12072009740 Kadang saya pikir orang Indonesia itu simply pemalas. Punya banyak sumber daya dan potensi, tapi tidak bisa mengolah, memanfaatkan, serta memaintain. Itu yang saya rasakan saat datang ke Kebun Binatang Ragunan, yang katanya terluas se-Asia Tenggara.

Datang kesana bukannya terkagum-kagum, tapi saya dan pacar malah lebih asyik melontar kritik. Mulai ketidaktersediaan peta untuk pengunjung, kereta tur yang terlalu cepat dan tidak terawat, papan penunjuk arah yang membingungkan, dan masih banyak lagi.

Kami juga berandai-andai, apabila pelayanan disana diperbagus, mungkin Kebun Binatang Ragunan tak lagi hanya untuk mereka dari kalangan menengah kebawah. Tapi juga menengah keatas. Karena jujur saja, tempatnya sangat potensial untuk dikembangkan. Hanya, mungkin pengelolanya yang tidak kreatif, atau simply pemalas seperti yang saya sebut diatas.

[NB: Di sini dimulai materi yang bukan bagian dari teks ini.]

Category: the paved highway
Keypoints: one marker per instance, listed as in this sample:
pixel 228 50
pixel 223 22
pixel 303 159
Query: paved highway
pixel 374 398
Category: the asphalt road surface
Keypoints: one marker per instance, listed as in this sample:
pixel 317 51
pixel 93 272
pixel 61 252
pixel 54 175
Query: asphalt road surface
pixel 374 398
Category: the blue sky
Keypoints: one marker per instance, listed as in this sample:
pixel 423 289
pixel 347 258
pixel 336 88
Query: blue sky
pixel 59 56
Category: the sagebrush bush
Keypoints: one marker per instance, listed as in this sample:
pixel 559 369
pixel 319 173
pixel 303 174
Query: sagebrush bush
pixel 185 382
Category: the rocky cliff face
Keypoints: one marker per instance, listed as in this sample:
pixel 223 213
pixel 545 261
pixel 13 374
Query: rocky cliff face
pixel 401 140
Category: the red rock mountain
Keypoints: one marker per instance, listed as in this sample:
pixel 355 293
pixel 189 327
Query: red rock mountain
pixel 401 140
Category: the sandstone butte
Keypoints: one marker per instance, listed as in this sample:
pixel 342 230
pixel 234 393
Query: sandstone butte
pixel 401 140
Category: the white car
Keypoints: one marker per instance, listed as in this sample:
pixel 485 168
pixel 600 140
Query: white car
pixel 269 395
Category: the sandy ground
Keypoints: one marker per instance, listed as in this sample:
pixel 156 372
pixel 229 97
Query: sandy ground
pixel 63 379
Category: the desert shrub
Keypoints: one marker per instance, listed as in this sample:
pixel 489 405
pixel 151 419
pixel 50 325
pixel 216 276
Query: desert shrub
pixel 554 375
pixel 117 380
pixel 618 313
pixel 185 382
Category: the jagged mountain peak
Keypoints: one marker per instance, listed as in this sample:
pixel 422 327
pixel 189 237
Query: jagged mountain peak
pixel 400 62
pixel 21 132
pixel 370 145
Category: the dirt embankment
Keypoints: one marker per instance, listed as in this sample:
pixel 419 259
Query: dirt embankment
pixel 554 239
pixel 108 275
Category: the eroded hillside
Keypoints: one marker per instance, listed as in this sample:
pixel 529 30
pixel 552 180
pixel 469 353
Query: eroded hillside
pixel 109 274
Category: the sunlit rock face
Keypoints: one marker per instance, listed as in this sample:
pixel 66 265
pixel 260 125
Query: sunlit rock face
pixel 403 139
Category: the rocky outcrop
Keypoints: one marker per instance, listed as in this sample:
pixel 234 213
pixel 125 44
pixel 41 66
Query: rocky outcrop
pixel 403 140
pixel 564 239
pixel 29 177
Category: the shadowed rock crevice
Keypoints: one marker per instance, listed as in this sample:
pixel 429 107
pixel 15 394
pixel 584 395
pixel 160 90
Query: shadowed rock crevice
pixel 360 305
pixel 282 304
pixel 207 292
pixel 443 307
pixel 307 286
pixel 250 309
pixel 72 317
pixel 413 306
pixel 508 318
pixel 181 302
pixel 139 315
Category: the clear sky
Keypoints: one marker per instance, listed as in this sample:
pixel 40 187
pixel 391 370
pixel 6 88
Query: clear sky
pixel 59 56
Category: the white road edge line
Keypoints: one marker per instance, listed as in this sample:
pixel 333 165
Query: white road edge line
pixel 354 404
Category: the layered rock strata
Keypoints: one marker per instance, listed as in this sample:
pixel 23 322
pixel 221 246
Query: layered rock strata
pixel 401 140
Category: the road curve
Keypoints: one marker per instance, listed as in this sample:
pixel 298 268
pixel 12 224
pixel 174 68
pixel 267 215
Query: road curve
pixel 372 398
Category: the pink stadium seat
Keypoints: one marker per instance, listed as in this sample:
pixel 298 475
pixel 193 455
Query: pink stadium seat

Karena jarak antar kandang yang terlalu jauh sementara penyewaan sepeda sudah tutup (awalnya kami ingin bersepeda tandem), maka yang paling berkesan mungkin Pusat Primata Schmutzer (PPS). Disini kita bisa ngeliat gorilla, lutung, siamang dan sejenisnya secara dekat. Sebenarnya saya sangat enjoy, tapi sayang karena datang sore, katanya gorilanya sudah dikandangkan.

Alhasil, tak banyak yang kami lihat saat itu. Hanya ular, gajah (yang lagi horny, dan jangan tanya ukuran “itu”nya), kambing (halah!), burung, dan beberapa monyet. Kami memang datang agak sorean. Tapi kok menurut saya lebih asyik ke Kebun Binatang Surabaya yah, karena jarak antar kandangnya tidak terlalu jauh. Jadi tidak capek.